I need $145 for my passport. I have about half of it, unless I need to put gas in the car, which I probably will. But my friend paid for my airfare so I think I need the passport more than I need gas. Except I need the support groups and I have to drive to them, so . . . I hate being on the horns of a dilemma.

I am thinking about B. I know we haven’t planned anything other than hanging out and there isn’t anything that makes me think he likes me especially. I went through this with Joe back in the 80’s. He was good looking, sincere, kind and had a way of looking at you with his full attention. He also had a girlfriend that he was very serious about and eventually married. The first few times I interacted with him, he rather took my breath away. I don’t think he ever knew I felt like that and it’s well over now so if he happens to read this, it’s funny more than embarrassing.
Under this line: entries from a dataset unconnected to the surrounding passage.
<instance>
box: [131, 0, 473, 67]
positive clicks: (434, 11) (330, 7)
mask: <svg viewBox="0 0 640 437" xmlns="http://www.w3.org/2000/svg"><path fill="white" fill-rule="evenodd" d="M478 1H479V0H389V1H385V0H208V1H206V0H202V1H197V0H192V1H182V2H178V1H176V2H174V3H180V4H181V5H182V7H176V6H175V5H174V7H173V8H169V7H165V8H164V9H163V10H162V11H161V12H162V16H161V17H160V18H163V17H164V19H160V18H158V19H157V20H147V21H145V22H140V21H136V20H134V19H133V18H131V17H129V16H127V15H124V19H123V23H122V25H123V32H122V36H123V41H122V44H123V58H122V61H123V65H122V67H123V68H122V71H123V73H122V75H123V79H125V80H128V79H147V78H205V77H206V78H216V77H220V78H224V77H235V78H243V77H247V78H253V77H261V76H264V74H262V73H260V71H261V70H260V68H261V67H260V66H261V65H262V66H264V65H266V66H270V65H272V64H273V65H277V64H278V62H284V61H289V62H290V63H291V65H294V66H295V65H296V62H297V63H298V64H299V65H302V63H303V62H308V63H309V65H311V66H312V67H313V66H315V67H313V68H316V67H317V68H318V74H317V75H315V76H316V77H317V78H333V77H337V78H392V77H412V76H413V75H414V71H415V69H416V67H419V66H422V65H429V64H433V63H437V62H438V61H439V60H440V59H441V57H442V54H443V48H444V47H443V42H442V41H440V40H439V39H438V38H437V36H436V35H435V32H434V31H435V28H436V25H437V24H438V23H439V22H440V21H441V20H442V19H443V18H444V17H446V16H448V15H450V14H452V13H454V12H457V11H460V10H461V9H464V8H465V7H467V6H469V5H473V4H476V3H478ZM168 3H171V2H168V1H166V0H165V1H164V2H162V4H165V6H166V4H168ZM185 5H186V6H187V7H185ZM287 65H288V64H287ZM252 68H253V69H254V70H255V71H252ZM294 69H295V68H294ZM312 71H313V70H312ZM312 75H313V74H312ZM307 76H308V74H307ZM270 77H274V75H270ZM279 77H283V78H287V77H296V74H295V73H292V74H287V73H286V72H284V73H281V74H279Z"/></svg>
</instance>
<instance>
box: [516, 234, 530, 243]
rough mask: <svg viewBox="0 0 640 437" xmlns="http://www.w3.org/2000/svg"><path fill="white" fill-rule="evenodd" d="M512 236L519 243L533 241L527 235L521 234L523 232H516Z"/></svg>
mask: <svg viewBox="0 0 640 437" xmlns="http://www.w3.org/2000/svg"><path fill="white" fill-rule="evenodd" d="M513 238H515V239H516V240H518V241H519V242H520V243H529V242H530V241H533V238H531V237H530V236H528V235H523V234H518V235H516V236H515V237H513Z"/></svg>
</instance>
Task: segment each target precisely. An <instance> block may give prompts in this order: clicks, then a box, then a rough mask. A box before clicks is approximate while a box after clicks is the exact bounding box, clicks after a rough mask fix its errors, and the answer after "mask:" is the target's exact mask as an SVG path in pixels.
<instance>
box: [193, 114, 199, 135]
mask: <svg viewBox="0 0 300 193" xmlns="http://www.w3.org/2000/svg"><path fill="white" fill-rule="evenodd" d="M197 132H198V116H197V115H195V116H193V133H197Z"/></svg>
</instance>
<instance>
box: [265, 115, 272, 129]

So B is better looking than I am, and kind and polite and pretty smart. He’s a balanced individual and respectful. Earnest. And he has a way of interacting that feels like you’re the only thing in the world. But he’s like that with P too and I know they’re just friends. Aside: there is something about friendships between men that makes me happy. Anyway, I will just be friendly, I can always use another friend, and hopefully he will never know I am getting all day dreamy.

But for myself, it’s nice to feel like this. I have had no sex drive or even interest in years. Here I am all butterflies and blushes and I thought it was over. Time of life, medication, being plain and pudgy, just seemed like there was no hope of this kind of juiciness. I’m happy for myself, regardless of whether this turns into anything. It’s fun

I long for a couple of dollars to spare so I could get a mocha at a coffee shop. I would like to take my letter writing stuff and take over a table and drink some professionally made coffee. From espresso, not from drip. With dark chocolate. Oh, decadent. LOL. It’s just coffee.

I am tired of being poor. And I will be poor for some weeks more. I need to just suck it up and get on with life.

Someone was very kind to be at the Marvelous Message Board, my SARK group. The organizers decided to drop my membership from $20 a month to $5, which was huge even though I still couldn’t afford it. Then someone anonymous paid for a year for me. So, wow! The kindness of humans is beyond amazing. I am a valued part of the community, and someone was willing to back that up with action. I am honored.

Well, 3 and a half more weeks until food stamps renew, 2 weeks until I can apply for unemployment. Even if I qualify, it’ll be 3 weeks until I get paid, and I’ll only get paid for one week because Texas holds back the first week.

I am going to be so poor for so long. I can’t stand it.